René. — Merci, mon pauvre ami ! Il est des choses qu’on n’arrange pas !… Ce duel, personne ne peut l’empêcher, il s’agit de la plus grave des insultes, entends-tu, une insulte qui suffirait à ternir notre réputation, et ce sont là de ces choses qui ne s’effacent que dans le sang.

Robert. — Une insulte ! monsieur ! Est-ce qu’on se bat pour une insulte ? Mais moi qui vous parle, j’en ai reçu plus d’une dans ma vie et je ne me suis jamais battu ! je ne m’en porte pas plus mal, voyez-vous. Tenez : un jour, Emile, votre ancien cocher, m’a appelé, je ne sais pas pourquoi, « vieux dindon ! » savez-vous, ce que j’ai fait, je l’ai traité de « grand veau ». Nous, nous en sommes dit de toutes les couleurs, nous avons eu chacun notre part, de sottises, et nous n’avons pas pour ça versé une goutte de notre sang.

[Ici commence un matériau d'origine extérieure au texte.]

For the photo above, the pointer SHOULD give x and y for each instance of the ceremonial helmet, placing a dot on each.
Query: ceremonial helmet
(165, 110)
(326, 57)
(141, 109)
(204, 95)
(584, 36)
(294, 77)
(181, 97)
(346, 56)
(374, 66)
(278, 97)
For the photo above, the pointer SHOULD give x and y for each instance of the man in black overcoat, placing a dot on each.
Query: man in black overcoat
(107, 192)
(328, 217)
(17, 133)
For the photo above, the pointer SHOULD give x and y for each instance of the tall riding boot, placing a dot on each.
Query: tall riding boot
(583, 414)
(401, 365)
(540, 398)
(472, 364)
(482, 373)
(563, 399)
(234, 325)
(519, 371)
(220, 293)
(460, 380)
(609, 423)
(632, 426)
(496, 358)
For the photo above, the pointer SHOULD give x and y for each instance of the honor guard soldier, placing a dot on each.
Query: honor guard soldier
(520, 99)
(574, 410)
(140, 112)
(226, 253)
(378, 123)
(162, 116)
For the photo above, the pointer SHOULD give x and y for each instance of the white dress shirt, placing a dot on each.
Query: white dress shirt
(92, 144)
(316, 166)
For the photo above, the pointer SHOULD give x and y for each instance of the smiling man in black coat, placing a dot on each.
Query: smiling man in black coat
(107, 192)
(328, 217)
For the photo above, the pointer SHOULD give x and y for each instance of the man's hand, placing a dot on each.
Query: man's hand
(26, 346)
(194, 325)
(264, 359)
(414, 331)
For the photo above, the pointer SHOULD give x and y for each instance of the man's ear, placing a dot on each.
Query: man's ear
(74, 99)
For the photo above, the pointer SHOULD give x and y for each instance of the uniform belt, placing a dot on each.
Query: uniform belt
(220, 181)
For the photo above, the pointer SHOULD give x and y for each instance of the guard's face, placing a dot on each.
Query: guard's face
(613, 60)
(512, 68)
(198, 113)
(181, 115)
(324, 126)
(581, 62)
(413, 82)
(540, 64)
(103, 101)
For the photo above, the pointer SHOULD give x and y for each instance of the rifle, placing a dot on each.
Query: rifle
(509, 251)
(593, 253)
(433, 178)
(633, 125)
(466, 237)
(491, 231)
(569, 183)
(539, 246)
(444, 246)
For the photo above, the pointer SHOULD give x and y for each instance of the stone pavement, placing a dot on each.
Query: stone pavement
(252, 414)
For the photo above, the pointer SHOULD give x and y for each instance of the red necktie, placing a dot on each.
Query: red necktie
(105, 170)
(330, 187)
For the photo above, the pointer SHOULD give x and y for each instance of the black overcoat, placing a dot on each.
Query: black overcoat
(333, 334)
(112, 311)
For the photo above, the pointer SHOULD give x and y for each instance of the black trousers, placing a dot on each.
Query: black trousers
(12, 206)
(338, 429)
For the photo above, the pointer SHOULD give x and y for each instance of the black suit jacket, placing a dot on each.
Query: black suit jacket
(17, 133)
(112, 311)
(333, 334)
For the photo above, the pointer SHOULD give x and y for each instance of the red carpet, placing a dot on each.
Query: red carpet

René. — Ce n’est pas la même chose, mon bon Robert : ici, c’est une affaire d’honneur ! le nom de ma mère a été calomnié indignement par un journaliste infâme… un de ces écrivassiers tarés qui trouvent un renom facile en versant le venin sur tout ce qu’il y a de saint et de respectable ! Ma mère a été cruellement blessée, je le sens, je le vois… Mais son amour pour moi la force à se taire ! son cœur saigne en silence et elle préfère se sacrifier dans sa tendresse aveugle plutôt que de me voir exposer ma vie… Heureusement, cet article, je l’ai lu ; et avant peu, vois-tu, ma mère aura été vengée et notre honneur satisfait.

Robert. — Calmez-vous, monsieur René !

René. — Oh ! je suis calme !… Ecoute, Robert, j’aime à croire que tout se passera bien… Cependant on ne peut répondre de rien, n’est-ce pas ?… Si, par hasard, quelque malheur arrivait… (essuyant une larme) si je ne devais plus vous revoir, voici certains papiers que tu remettrais à ma mère ainsi que cette lettre, une lettre où je lui demande pardon pour toute la douleur que je lui aurai causée, et cette autre pour ma petite Germaine, ma fiancée ; les deux seuls êtres que j’aime au monde avec toi, mon bon Robert. (Il lui serre les mains avec effusion.)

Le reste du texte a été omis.